Analysis

Immigrants Unlikely to Plug Germany’s Skills Gap

Many immigrants from the Middle East lack the skills they need to work in a rich country like Germany.

A record influx of asylum seekers is unlikely to help Germany plug a skills gaps in its labor market, experts warn.

“Let’s not delude ourselves,” Ludger Wößmann, the director of Ifo Center for the Economics of Education in Munich, tells Politico.

From everything we know so far, it seems that the majority of refugees would first need extensive training and even then it’s far from certain that it would work out.

More than a million immigrants arrived in Germany last year, a tenfold increase from 2013. And the flow of people shows no sign of slowing.

Many are refugees from the wars in Iraq and Syria, but a significant number are nationals of poor Balkan states seeking a better life in the West.

Liberal optimism

Britain’s The Economist has argued that the refugee problem could be a “solution” for businesses that will face labor shortages when the native population ages.

Germany’s working-age population is projected to shrink from around 49 million in 2013 to 34-38 million in 2060, according to government figures.

“The newcomers are typically a lot younger than the greying populations of the countries they are fleeing to,” The Economist points out.

Of the 729,000 registered in Europe between May and October of last year, 82 percent were under the age of 34.

Some of those arriving are poorly educated, but as surveys of refugees arriving in the Netherlands show, many have secondary schooling and even university-level education, especially those fleeing Syria’s conflicts.
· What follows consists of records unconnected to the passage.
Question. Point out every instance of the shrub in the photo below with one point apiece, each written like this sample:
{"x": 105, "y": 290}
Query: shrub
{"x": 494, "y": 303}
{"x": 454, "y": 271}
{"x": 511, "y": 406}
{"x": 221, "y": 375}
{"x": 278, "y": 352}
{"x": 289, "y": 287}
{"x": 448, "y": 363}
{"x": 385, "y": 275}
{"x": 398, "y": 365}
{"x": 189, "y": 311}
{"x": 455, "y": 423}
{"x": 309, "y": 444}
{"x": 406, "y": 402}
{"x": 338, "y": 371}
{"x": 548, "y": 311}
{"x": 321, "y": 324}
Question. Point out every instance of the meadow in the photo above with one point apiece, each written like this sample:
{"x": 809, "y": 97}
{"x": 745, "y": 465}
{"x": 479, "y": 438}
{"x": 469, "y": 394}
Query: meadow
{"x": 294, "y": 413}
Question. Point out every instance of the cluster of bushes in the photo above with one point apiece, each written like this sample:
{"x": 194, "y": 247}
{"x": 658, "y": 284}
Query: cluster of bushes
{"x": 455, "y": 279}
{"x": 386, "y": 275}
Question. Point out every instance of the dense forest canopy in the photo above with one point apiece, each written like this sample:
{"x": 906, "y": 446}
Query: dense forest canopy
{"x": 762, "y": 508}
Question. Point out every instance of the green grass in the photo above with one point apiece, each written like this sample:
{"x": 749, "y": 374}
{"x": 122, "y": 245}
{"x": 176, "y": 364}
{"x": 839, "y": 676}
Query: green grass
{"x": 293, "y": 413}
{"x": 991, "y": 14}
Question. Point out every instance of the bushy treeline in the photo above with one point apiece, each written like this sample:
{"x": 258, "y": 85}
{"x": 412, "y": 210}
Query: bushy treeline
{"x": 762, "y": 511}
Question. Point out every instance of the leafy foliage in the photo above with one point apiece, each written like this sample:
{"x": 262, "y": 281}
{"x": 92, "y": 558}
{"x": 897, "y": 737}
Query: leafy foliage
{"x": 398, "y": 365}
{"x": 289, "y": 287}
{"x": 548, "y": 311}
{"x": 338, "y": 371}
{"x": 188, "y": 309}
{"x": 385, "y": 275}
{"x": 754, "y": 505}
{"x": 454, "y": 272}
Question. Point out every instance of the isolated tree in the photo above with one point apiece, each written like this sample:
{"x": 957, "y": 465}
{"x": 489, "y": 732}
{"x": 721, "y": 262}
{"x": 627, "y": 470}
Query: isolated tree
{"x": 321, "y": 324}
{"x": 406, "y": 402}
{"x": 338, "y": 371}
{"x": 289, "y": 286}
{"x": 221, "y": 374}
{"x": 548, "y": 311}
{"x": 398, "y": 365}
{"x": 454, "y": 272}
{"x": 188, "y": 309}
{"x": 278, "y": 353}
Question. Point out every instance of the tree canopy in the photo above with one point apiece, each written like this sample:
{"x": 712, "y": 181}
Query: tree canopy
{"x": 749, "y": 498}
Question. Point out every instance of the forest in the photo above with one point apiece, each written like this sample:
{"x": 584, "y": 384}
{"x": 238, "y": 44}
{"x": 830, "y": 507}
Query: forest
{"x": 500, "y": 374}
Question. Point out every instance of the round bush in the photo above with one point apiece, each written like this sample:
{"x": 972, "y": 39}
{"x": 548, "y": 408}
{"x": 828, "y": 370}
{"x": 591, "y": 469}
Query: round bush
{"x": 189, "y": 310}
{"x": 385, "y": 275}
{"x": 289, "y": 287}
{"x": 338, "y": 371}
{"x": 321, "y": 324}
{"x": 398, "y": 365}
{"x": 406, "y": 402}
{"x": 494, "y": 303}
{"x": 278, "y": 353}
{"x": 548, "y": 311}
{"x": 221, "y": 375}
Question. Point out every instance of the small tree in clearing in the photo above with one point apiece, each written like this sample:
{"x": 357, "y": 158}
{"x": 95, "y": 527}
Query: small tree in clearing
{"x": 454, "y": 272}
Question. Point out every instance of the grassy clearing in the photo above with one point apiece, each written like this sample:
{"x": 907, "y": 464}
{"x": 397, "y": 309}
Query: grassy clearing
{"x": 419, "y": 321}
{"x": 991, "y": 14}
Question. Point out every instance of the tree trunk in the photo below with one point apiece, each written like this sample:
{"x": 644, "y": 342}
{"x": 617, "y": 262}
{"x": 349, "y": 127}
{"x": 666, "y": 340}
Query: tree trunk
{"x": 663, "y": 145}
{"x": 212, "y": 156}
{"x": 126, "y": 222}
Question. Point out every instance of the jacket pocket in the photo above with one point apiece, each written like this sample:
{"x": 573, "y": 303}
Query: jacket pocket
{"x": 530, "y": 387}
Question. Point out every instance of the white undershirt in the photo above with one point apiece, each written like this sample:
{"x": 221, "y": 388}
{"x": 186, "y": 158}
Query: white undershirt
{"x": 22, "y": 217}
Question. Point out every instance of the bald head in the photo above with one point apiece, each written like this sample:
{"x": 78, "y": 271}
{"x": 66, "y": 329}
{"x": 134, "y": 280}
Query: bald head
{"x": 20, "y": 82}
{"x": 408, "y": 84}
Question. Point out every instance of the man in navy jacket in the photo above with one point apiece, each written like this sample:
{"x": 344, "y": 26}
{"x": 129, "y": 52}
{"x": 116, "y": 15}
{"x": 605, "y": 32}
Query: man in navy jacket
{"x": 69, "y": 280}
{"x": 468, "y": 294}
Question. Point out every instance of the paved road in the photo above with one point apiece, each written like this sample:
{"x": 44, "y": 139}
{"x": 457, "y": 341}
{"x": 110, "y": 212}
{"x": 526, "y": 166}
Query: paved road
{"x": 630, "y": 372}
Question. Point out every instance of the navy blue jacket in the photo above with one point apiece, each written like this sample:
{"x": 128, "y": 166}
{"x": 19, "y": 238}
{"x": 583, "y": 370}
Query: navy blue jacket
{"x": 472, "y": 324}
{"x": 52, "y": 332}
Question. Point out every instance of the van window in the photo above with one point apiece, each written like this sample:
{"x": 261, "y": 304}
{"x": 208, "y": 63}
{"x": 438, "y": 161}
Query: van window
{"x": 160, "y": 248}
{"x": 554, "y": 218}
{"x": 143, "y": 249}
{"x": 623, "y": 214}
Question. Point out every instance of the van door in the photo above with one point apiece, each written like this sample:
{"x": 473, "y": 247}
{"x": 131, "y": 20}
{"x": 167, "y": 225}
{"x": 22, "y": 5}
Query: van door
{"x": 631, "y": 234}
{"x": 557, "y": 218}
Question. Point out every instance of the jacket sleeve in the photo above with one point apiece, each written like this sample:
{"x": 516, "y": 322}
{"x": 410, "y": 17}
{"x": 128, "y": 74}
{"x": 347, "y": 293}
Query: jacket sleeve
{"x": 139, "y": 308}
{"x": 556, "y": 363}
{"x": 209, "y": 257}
And a significant proportion have skills and experience in various professions and trades.

That now seems an overly optimistic assessment.

Germany’s own Institute for Employment Research has found that less than 15 percent of refugees from Syria and other countries have completed vocational training or a university degree.

And even they may not be employable in a rich and developed country like Germany.

According to the Organization for Economic Cooperation and Development, the average eighth-grader in prewar Syria had reached a level of education only similar to that of a third-grade pupil in Germany.

“Someone who comes from Eritrea and says he was an electrician might have repaired a radio or laid a cable there,” says Achim Dercks, the deputy managing director of the Association of German Chambers of Industry and Commerce, “but he might have never seen a fuse box, as we use it in Germany.”

Warnings

A few commentators were more cautious when Germany’s chancellor, Angela Merkel, opened the doors to hundreds of thousands of asylum seekers last year.

The American Interest‘s Adam Garfinkle warned in September that Germans were in for a shock if they thought “that they’re getting the cream of the educated crop from Syria.”

They are presumed to be engineers, doctors and the like, and given Germany’s age-cohort imbalanced demographic picture, the consensus among the saintly is that they will boost the German economy in the not-too-distant future. This means that they know not the first thing about the real status of education in the Arab world. Only a tiny percentage of these asylum seekers are well-enough educated to hold down a middle-class enabling professional job in an economy like Germany’s.

They are more likely to join the ranks of the 20 percent unemployed among the low- and unqualified workers of the country, Politico reports, and compete for low-skilled jobs.

Liberalization

To allow them to get such jobs, Germany needs to lower entry barriers. Only five of its sixteen states recognize foreign technical qualifications. In many industries, like construction, there are requirements to hold a master craftsman’s certificate to run a business. Entrepreneurs and professionals with otherwise comparable skills are kept out.

Wößmann recommends lowering the minimum wage as well, warning that “the majority of refugees” could otherwise stay out of work — “and this would be an even greater burden for our social system.”

Merkel’s grand coalition with the Social Democrats has in many ways done the opposite. It has limited temporary work contracts to eighteen months and introduced a national minimum wage of €8.50 per hour.

Since 2012, less than 30,000 high-skilled workers have moved to Germany under a Blue Card scheme that requires proof of salary and a university degree. Labor experts and businesses complain that the requirements are too strict. But with public sentiment shifting against immigrants, it is difficult to see how the government could reform the system to let in more of the better-qualified workers that Germany actually needs.